In Portando Clausewitz all’estremo del 2007 (Adelphi, 2008), Girard osserva: «Il cristianesimo è la sola religione che abbia previsto il suo fallimento: questa prescienza è nata come apocalisse. Infatti è nei testi apocalittici che la parola di Dio è più energica, ripudiante quegli errori che sono interamente colpe umane che sono sempre meno inclini a riconoscere i meccanismi della loro violenza. Quanto più persistiamo nell’errore nostro, tanto più forte la voce di Dio emerge sulla devastazione. (...) Una volta nella nostra storia la verità sull’identità di tutti gli umani è stata pronunciata, e nessuno ha voluto udirla; invece ci siamo concentrati sempre più ossessivamente sulle nostre false differenze».

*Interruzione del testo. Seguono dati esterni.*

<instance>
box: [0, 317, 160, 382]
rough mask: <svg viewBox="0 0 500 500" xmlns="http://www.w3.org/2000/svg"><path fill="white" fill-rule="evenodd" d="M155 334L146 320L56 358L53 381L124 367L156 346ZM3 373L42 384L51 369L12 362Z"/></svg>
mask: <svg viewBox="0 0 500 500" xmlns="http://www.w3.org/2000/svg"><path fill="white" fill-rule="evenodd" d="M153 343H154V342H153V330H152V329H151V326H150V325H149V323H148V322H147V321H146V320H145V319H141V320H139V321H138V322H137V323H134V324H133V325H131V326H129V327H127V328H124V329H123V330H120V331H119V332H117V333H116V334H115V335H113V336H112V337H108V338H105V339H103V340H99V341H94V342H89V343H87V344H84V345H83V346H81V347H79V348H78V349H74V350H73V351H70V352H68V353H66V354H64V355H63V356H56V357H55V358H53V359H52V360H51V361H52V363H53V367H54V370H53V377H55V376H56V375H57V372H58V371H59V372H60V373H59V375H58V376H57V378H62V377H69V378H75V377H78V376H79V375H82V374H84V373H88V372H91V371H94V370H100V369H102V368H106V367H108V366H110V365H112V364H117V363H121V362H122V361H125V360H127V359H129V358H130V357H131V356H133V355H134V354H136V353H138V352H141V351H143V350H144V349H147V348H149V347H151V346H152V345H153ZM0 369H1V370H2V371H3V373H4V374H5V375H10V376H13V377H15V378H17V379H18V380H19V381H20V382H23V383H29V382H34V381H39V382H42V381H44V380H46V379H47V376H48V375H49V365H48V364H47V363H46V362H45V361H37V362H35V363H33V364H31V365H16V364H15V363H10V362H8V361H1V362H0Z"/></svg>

Le false differenze di cui, come spiega nella produzione degli ultimi anni, la violenza si ripresenta nella sua «forma di sacro corrotto»: l’immobilismo di quel «Satana» che è il nome comune di tutte le «escalation verso l’estremismo» deve essere sfidato alla radice o nel suo «inizio». Non con effusioni effimere fra «moderati», ma con l’intelligenza urticante che sa che «cercare conforto è sempre un modo di contribuire al peggio».